ABOUT THIS ISSUE’S POEM:
In many Jewish homes, lighting candles at dusk marks a shift to sacred time, the moment when the Sabbath starts—or a holiday, a yahrzeit. The ritual calls on us to turn from day-to-day concerns toward a more reverent relationship to time. This poem by David Biespiel offers another kind of illumination, suggesting years of life and loss within a candlelit glimpse. —Jody Bolz, poetry editor
PORTRAIT OF THE POET’S GRANDMOTHER (LIGHTING CANDLES)

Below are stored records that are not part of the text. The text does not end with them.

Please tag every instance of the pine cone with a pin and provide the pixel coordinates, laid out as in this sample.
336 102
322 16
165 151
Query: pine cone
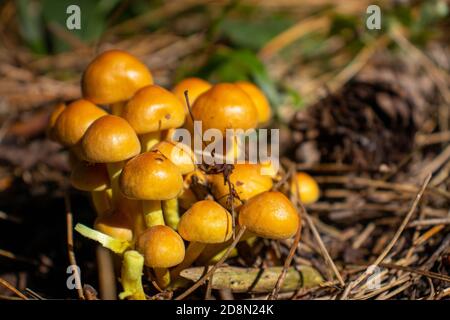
371 121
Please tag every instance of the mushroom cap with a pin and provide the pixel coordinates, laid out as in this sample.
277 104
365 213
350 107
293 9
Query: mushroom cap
114 76
89 177
247 180
225 106
268 168
74 121
206 222
152 109
308 189
194 86
54 115
161 247
117 224
110 139
178 153
151 176
259 99
270 215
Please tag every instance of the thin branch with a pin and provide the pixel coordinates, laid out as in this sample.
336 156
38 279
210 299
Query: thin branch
211 271
391 244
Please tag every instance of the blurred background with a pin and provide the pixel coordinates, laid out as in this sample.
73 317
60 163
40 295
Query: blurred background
316 54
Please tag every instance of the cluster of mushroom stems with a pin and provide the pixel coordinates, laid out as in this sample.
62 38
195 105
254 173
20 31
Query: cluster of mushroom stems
142 182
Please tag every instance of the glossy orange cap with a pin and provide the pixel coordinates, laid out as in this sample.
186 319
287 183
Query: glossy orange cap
178 154
151 176
270 215
259 99
206 222
114 76
161 247
110 139
153 108
225 106
308 189
74 120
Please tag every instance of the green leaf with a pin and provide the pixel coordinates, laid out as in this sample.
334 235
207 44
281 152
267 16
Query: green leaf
253 34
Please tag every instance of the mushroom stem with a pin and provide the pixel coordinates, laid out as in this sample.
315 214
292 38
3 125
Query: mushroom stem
162 277
193 251
114 170
152 213
107 280
148 140
170 212
113 244
101 202
132 269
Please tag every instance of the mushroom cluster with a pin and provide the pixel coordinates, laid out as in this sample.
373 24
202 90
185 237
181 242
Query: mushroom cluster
150 195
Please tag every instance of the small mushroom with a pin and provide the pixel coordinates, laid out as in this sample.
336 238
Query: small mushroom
183 157
111 140
162 248
259 100
151 110
225 106
113 77
305 187
270 215
206 222
74 121
152 178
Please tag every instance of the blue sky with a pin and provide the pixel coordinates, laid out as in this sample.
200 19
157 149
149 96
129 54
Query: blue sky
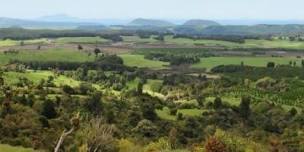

Lately she doesn’t listen too well,
So that when she’s covering her eyes
She’s really hearing her own thoughts.
And the feeling of her hands, tender,
Fluttering, is not quite soft—
Though when she feels the heat
Lathed by the ecstatic flame,
She can sense her own warm blood
When—summer, autumn, winter, spring—
The dead come round, and of late,
Each one, name them as you
Will, is a pointillist ghost,
Figure of impossible, hundred-
Pointed light. I need to look, with
Tactile clarity, close, to
Touch their everything-
Still-on-fire scarlet, sun-rinsed skin,
Depending on the angle of
The memory, or on the height and
Scale of the day’s weather, blown
And scored. Here, she stoops over the
Candlesticks. Meaning, toward
Evening, she’s always
Disappearing. Like a fragrance.
Like sprinkled water on a garden.
Or, she’s upright, face to the day’s
Last rouge of light, thin enough to
Pass through. She’s given up
Talking, and I’m mystified, weighted
Down, and feel a new patience
For winnowing desire. Is this
Fire enough to pinch, or hold onto,
Like the meadow near the house
Within a walking mile, a
Taste of peaches in the air?
David Biespiel is the author of numerous books, including, most recently, the poetry collection Republic Café and the memoir A Place of Exodus, which tells the story of the rise and fall of his Jewish boyhood in Texas.